Ketidakjujuran seringkali menguatkan politisasi agama dan menciptakan tuhan-tuhan
semu yang menjanjikan birahi instan, untuk sekadar melupakan problema sosial,
ekonomi dan politik pada publik, adalah bentuk pelarian yang sungguh memuakkan.
Belakangan malah muncul gerakan bisnis bernuansa spiritual, kecerdasan
spiritual, sedekah berlipat duniawi, pelatihan-pelatihan pengembangan SDM
bernuansa spiritual, agar mendapatkan dua pundi-pundi sekaligus, mati
masuk syurga, sekaligus dapat untung duniawi. Gerakan yang justru
menimbulkan pembusukan esensi agama itu sendiri.
Mengapa? Karena terjadi transaksi “gaya hidup beragama”, sebagai jawaban
instan atas peluang-peluang material di celah-celah spiritual yang kososng.
Hasilnya adalah status baru dalam kehidupan sosial modern, sosok manusia dengan
gaya hidup modern, namun tetap religius dengan mainstream agar dipandang
sebagai manusia yang dekat dengan Tuhan. Padahal ajaran agama, sama sekali
tidak mentolerir cara beragama yang riya’ dan hipokrit seperti itu.
Kasus-kasus penyimpangan atas nama agama, atau yang kebetulan dilakukan
tokoh yang berlatar agama, mengingatkan kita betapa bahaya bendera-bendera
agama dikibarkan untuk kepentingan industri ekonomi dan politik. Lebih-lebih
ketika ummat terpedaya oleh kelatahan budaya, bahwa setiap yang didukung oleh
mayoritas itu memiliki kebenaran mutlak, dan yang minoritas itu tidak lebih
dari buih sampah yang batil. Padahal kebenaran bisa didukung mayoritas, dan
bisa didukung hanya minoritas. Begitu juga sebaliknya, kebatilan.

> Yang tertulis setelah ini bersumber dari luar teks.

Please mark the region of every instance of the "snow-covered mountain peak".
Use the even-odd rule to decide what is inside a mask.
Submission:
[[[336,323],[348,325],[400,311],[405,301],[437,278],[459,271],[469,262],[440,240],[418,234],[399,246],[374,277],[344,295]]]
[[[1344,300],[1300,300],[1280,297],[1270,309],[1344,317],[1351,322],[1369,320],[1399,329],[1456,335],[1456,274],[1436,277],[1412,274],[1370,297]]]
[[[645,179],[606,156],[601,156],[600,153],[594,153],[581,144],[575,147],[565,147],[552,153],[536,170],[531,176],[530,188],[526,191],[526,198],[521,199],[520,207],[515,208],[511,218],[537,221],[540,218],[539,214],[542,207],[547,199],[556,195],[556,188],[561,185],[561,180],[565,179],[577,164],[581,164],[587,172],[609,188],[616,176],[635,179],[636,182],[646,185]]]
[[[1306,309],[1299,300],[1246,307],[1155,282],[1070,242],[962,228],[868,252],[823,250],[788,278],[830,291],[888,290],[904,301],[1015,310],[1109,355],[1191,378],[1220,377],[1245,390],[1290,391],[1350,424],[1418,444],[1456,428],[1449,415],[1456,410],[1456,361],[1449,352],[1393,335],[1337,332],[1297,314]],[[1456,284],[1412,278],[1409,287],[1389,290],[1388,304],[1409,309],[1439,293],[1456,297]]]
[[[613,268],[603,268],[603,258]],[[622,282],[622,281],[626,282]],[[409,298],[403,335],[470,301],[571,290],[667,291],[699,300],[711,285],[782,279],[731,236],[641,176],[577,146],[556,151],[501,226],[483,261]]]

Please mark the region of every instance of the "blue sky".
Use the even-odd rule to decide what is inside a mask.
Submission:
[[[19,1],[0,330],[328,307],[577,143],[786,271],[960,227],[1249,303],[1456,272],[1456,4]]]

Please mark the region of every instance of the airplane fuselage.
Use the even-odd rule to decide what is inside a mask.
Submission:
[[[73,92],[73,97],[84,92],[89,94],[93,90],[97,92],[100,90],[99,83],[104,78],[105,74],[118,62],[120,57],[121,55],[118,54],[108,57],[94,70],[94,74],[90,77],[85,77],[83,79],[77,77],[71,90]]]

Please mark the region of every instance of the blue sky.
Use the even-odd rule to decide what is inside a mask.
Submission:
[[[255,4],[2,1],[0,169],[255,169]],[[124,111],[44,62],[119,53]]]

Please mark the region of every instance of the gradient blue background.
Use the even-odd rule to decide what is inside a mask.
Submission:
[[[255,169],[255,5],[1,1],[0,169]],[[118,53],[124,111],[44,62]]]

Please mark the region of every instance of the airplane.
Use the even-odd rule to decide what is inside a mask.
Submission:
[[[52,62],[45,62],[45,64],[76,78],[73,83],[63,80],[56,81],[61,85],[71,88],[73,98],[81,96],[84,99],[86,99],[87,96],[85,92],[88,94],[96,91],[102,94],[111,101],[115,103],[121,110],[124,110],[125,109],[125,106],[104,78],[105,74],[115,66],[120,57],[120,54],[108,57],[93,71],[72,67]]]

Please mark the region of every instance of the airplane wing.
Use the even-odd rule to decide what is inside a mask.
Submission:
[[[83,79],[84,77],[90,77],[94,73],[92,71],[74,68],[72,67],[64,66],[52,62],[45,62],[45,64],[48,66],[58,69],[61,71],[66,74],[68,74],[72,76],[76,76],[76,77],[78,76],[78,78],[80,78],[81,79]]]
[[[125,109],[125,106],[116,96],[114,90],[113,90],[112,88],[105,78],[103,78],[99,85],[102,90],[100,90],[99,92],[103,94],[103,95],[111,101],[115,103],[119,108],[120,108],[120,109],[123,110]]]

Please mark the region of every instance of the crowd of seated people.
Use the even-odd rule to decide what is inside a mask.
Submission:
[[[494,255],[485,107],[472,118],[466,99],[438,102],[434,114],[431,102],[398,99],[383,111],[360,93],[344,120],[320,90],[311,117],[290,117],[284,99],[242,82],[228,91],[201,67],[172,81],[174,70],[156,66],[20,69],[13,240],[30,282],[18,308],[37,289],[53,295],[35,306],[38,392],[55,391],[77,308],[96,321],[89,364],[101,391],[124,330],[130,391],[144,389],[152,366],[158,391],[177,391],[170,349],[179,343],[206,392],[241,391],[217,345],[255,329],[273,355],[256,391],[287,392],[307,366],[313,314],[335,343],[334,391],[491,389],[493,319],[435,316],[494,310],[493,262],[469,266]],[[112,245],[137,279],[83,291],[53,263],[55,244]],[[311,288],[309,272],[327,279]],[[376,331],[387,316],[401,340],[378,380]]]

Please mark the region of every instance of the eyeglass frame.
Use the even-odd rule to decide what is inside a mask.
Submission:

Jika kita survey di seluruh negeri ini, merk-merk dagang dan merk “politik”
dengan bernuansa serba religius, jumlahnya hampir ratusan. Karena menurut teori
marketing, sebuah produk yang bisa melekat secara emosional setara agama, maka
produk itu benar-benar sukses di pasar. Inilah yang menarik proyek “berhala
bisnis” yang dijadikan lahan industri siapa pun yang ingin memaksa Tuhan
menuruti selera nafsunya.
Karena komoditas manusia modern telah melampaui takarannya, maka
perkembangan industri muncul dengan eksploitasi apa pun yang untuk membangun
kapitalisasi dengan segala cara. Bahkan, konsumsi-konsumsi psikhologis yang
maniak terhadap kekerasan, bisa dijadikan lahan bisnis kekerasan, dan berujung
industri perang. Konsumsi hedonikal, bisa menyeret maniak kebinatangan manusia
untuk dijadikan obyek potensial untuk industri syahwat, pemuasan perut, dan
emosi status sosial, maupun mimpi semunya.

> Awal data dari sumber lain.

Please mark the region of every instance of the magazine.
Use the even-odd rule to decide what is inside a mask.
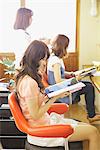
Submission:
[[[84,86],[84,83],[77,81],[77,79],[73,77],[60,83],[50,85],[49,87],[45,88],[45,93],[49,98],[52,98],[64,92],[76,92]]]
[[[89,67],[89,68],[75,71],[74,74],[75,74],[75,76],[80,75],[82,77],[86,77],[86,76],[91,76],[95,72],[96,72],[96,67],[93,66],[93,67]]]

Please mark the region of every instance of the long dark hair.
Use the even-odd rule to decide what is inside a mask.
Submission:
[[[67,47],[69,45],[69,38],[63,34],[58,34],[53,40],[51,40],[52,52],[63,58],[67,54]]]
[[[49,49],[47,45],[41,41],[34,40],[27,48],[21,60],[21,69],[16,76],[16,85],[18,80],[25,75],[29,75],[37,81],[40,89],[43,88],[41,76],[38,74],[39,61],[43,58],[49,58]]]
[[[14,23],[14,29],[23,29],[26,30],[26,28],[30,25],[30,17],[33,16],[32,10],[28,8],[19,8],[17,10],[16,14],[16,20]]]

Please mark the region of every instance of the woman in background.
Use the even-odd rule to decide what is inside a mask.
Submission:
[[[31,42],[31,36],[27,32],[27,28],[32,23],[32,10],[28,8],[19,8],[16,14],[16,20],[14,23],[14,32],[13,40],[12,40],[12,49],[15,52],[15,66],[19,68],[21,58],[24,54],[25,49]]]
[[[73,119],[47,113],[56,99],[66,96],[66,92],[49,99],[45,96],[41,76],[46,71],[49,49],[41,41],[33,41],[24,53],[21,68],[16,77],[16,92],[22,113],[31,127],[50,124],[70,124],[75,129],[69,141],[89,140],[89,150],[99,150],[98,130],[88,124]],[[28,142],[37,146],[64,146],[63,138],[40,138],[28,135]]]
[[[67,47],[69,45],[69,38],[65,35],[57,35],[51,40],[52,54],[48,59],[47,74],[48,82],[53,85],[65,80],[65,76],[73,76],[72,72],[65,72],[63,58],[67,56]],[[80,77],[78,77],[79,79]],[[95,113],[95,91],[92,83],[88,81],[81,81],[86,86],[81,90],[72,94],[72,102],[76,103],[80,101],[80,95],[85,95],[86,109],[88,112],[88,119],[90,122],[100,120],[100,115]],[[69,97],[59,99],[60,102],[69,103]]]

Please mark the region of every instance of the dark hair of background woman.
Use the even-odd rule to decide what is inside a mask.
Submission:
[[[65,35],[58,34],[52,41],[52,52],[62,58],[63,56],[66,55],[67,51],[66,48],[69,45],[69,38]]]
[[[43,84],[41,82],[41,76],[38,74],[39,61],[45,57],[48,59],[49,55],[49,49],[45,43],[37,40],[33,41],[28,46],[21,60],[21,69],[16,76],[16,84],[20,77],[29,75],[37,81],[38,86],[42,89]]]

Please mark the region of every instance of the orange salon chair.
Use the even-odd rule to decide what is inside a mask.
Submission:
[[[14,92],[9,94],[8,103],[9,103],[10,110],[13,115],[15,124],[21,132],[24,132],[24,133],[32,135],[32,136],[37,136],[37,137],[46,137],[46,138],[62,137],[65,139],[74,132],[73,128],[70,125],[62,125],[62,124],[61,125],[59,124],[59,125],[30,127],[27,120],[24,118],[24,116],[22,114],[22,111],[19,107],[16,95]],[[51,106],[48,113],[56,112],[59,114],[63,114],[66,111],[68,111],[68,105],[66,105],[64,103],[61,103],[61,104],[55,103]],[[67,140],[65,140],[65,142],[66,141]],[[29,150],[29,149],[30,150],[48,150],[48,149],[57,150],[56,147],[53,147],[53,148],[45,147],[42,149],[42,147],[31,145],[29,143],[26,145],[27,145],[26,150]],[[62,148],[59,150],[62,150]],[[68,144],[65,144],[65,150],[68,150]]]

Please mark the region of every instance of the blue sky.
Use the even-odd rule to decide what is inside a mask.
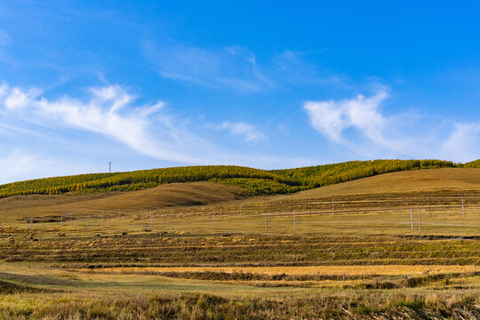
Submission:
[[[480,157],[476,2],[1,1],[0,183]]]

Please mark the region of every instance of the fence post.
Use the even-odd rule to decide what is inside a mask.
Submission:
[[[413,215],[412,213],[412,207],[410,207],[410,224],[412,225],[412,231],[413,231]]]
[[[420,217],[420,208],[419,208],[419,233],[421,233],[421,221]]]

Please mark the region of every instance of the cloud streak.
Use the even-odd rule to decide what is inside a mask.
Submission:
[[[371,97],[358,95],[342,100],[306,101],[303,109],[315,130],[362,157],[388,155],[454,161],[478,157],[480,123],[444,121],[425,125],[432,123],[428,116],[396,114],[387,116],[380,107],[388,98],[387,91],[381,88]],[[422,123],[421,133],[418,132],[419,123]]]
[[[260,167],[311,164],[303,158],[279,158],[260,153],[249,153],[223,148],[198,133],[192,132],[188,121],[169,112],[164,101],[137,104],[136,97],[122,86],[92,88],[85,99],[70,96],[47,99],[41,90],[0,85],[0,117],[11,124],[0,123],[4,134],[52,132],[56,128],[78,130],[109,137],[132,150],[151,158],[186,164],[242,164]],[[25,129],[35,124],[34,132]],[[205,128],[205,127],[204,127]],[[227,130],[244,141],[260,141],[267,137],[253,125],[243,122],[223,122],[210,130]],[[69,133],[71,134],[71,133]],[[68,139],[68,137],[66,137]]]
[[[259,141],[267,139],[267,136],[255,129],[253,125],[245,123],[225,121],[215,126],[215,129],[228,130],[233,135],[243,137],[245,141]]]
[[[144,52],[163,77],[180,83],[246,92],[275,86],[259,70],[253,52],[240,46],[206,49],[146,42]]]

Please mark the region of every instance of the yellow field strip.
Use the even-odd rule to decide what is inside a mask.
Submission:
[[[265,275],[316,275],[324,276],[420,276],[446,273],[480,272],[480,266],[308,266],[308,267],[172,267],[172,268],[111,268],[77,271],[86,273],[128,274],[148,272],[244,272]]]

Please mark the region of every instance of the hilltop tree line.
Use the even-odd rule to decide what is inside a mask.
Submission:
[[[464,164],[441,160],[350,161],[270,171],[234,165],[204,165],[81,174],[5,184],[0,186],[0,198],[17,195],[140,190],[166,183],[196,181],[238,186],[251,195],[288,194],[381,173],[444,167],[479,168],[480,160]]]

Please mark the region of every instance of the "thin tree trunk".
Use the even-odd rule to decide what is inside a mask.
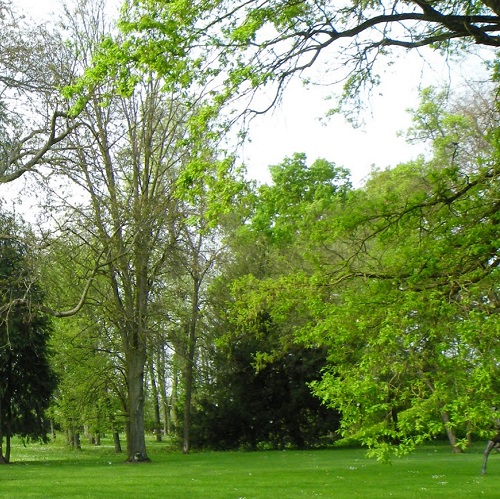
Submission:
[[[168,398],[167,386],[165,382],[165,348],[162,346],[158,348],[156,355],[156,367],[158,370],[158,392],[160,399],[161,419],[163,421],[163,433],[169,433],[169,414],[168,414]]]
[[[115,444],[116,454],[122,453],[122,444],[120,442],[120,434],[117,431],[113,432],[113,443]]]
[[[199,290],[200,281],[194,279],[192,307],[191,307],[191,320],[188,330],[188,345],[187,355],[184,371],[184,384],[185,384],[185,401],[184,401],[184,424],[183,424],[183,442],[182,452],[189,453],[189,433],[191,430],[191,400],[193,398],[194,388],[194,367],[195,367],[195,352],[196,352],[196,329],[198,325],[199,313]]]
[[[143,347],[129,346],[127,349],[127,460],[129,462],[149,461],[146,453],[144,425],[144,366],[146,354]]]
[[[154,434],[156,436],[156,441],[161,442],[161,420],[160,420],[160,402],[158,398],[158,388],[156,385],[156,376],[153,366],[153,358],[151,356],[149,361],[149,377],[151,379],[151,397],[153,399],[153,411],[154,411]]]
[[[457,447],[457,436],[455,434],[455,430],[451,426],[450,415],[447,412],[443,412],[442,418],[446,434],[448,435],[448,440],[450,441],[451,450],[457,454],[463,452],[460,447]]]

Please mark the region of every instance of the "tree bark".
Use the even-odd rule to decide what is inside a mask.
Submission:
[[[127,461],[148,462],[144,425],[144,366],[146,352],[142,345],[127,348]]]
[[[450,415],[447,412],[443,412],[442,414],[444,427],[446,428],[446,434],[448,435],[448,440],[451,445],[451,450],[457,454],[460,454],[462,449],[457,446],[457,436],[455,434],[455,430],[451,426]]]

Kekerasan, kebuasan dan kebinatangan, akan terus tumpang tindih saling
berkelindan dalam gerakan peradaban yang destruktif. Agama dan simbol
spititual menjadi sasaran paling potensial untuk dijadikan legitimator atas
usaha-usaha syahwatiah tersebut, dan sangat berbahaya jika masuk dalam bursa
pasar, sebagai spirit dari satu sisi dua mata uang globalisasi.

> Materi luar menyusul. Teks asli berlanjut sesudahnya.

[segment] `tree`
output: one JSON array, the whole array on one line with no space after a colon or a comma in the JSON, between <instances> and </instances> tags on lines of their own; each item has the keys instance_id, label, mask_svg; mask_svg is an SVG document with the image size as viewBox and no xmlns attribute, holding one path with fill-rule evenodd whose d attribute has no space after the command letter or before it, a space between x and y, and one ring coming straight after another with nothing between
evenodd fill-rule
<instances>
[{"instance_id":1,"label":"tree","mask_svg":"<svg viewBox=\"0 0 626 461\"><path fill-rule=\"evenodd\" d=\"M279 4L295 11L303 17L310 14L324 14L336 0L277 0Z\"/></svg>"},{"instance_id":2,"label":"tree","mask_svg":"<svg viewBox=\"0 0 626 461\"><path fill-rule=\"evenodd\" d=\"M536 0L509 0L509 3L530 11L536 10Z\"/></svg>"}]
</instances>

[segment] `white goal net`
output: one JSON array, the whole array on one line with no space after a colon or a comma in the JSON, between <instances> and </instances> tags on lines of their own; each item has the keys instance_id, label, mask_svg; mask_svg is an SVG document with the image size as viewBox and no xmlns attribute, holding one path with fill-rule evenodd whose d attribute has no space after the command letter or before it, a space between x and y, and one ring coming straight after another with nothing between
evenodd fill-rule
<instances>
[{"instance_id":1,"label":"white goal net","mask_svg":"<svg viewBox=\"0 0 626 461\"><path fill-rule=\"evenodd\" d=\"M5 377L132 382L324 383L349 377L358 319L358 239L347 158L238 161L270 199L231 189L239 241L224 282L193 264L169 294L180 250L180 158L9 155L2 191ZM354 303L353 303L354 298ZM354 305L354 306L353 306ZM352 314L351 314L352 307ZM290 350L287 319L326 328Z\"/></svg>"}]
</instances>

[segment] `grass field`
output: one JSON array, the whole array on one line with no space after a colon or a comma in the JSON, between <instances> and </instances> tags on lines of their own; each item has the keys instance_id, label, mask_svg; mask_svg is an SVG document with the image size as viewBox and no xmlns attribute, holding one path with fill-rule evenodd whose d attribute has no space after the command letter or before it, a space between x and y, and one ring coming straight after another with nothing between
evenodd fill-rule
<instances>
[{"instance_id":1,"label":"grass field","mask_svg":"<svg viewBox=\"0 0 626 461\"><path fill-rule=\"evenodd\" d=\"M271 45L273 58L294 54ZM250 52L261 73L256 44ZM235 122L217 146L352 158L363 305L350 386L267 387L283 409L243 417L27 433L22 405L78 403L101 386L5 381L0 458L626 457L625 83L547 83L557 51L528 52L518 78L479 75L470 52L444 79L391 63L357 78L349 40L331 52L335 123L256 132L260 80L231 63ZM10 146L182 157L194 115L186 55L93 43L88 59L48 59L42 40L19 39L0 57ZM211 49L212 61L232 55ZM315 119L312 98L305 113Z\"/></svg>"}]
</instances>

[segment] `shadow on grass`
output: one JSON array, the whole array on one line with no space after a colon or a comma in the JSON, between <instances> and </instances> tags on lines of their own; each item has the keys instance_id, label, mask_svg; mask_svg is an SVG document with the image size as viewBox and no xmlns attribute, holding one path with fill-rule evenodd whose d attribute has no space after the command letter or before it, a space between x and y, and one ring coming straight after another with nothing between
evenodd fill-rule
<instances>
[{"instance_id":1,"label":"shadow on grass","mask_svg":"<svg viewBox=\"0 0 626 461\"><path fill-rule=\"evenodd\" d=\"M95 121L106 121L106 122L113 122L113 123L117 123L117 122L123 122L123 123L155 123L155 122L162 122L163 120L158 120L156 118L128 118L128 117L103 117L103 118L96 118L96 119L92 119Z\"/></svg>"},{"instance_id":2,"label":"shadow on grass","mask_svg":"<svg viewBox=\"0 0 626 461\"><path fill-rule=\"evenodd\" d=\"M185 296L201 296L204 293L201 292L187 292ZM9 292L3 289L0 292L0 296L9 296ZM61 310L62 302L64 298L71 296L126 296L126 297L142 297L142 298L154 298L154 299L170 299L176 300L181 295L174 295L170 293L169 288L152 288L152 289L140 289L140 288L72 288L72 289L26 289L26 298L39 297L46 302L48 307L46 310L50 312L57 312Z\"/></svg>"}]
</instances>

Agama mana pun ketika tampil dalam konstruksi verbal, formal, dan simbolik,
selalu berujung keruntuhan historinya, karena kepentingan berebut penguasaan
simbol-simbol agama tidak pernah muncul sebagai kekuatan sejarah, kecuali
sekadar buih-buih yang hebat yang menghempaskan dirinya sendiri dalam
kebudayaan yang hampa, tanpa moral. Sehina mereka yang memperdagangkan akhirat
untuk kepentingan dunianya, atau sehina mereka yang berbisnis dengan Tuhan,
karena memaksakan nafsunya untuk mengukur kriteria keabsahan Ilahi dibalik
sukses dan gagalnya urusan duniawi.
Dalam kultur “amaliah publik” (awam) di bawah, tentu lebih banyak lagi
munculnya instanisme religious untuk mengukur derajat kesucian tokoh atau
pemimpin agama. Hal ini ditandai maraknya dunia magic dan hal-hal luar
biasa yang dilatari kultur spiritual seseorang, lalu dijadikan ukuran status
kesucian, manakala instanisme duniawi bisa diproduksi oleh kekuatan
spiritualnya. Inilah bentuk-bentuk pembebasan semu penuh tipudaya
(ghurur) yang tidak membebaskan belenggu ketololan bangsa, khususnya umat
beragama.
Kisah sedih soal manipulasi keagamaan, cabulisme, dan munculnya
kepalsuan-kepalsuan spiritual, senantiasa berulang dalam kehidupan kita,
terutama ketika depressi ekonomi dan politik menjadi kabut yang tidak
menumbuhkan semangat dan harapan, maka spontanitas emosi sosial selalu
bersemburat tanpa kendali, bahkan dalam pelarian spiritualnya.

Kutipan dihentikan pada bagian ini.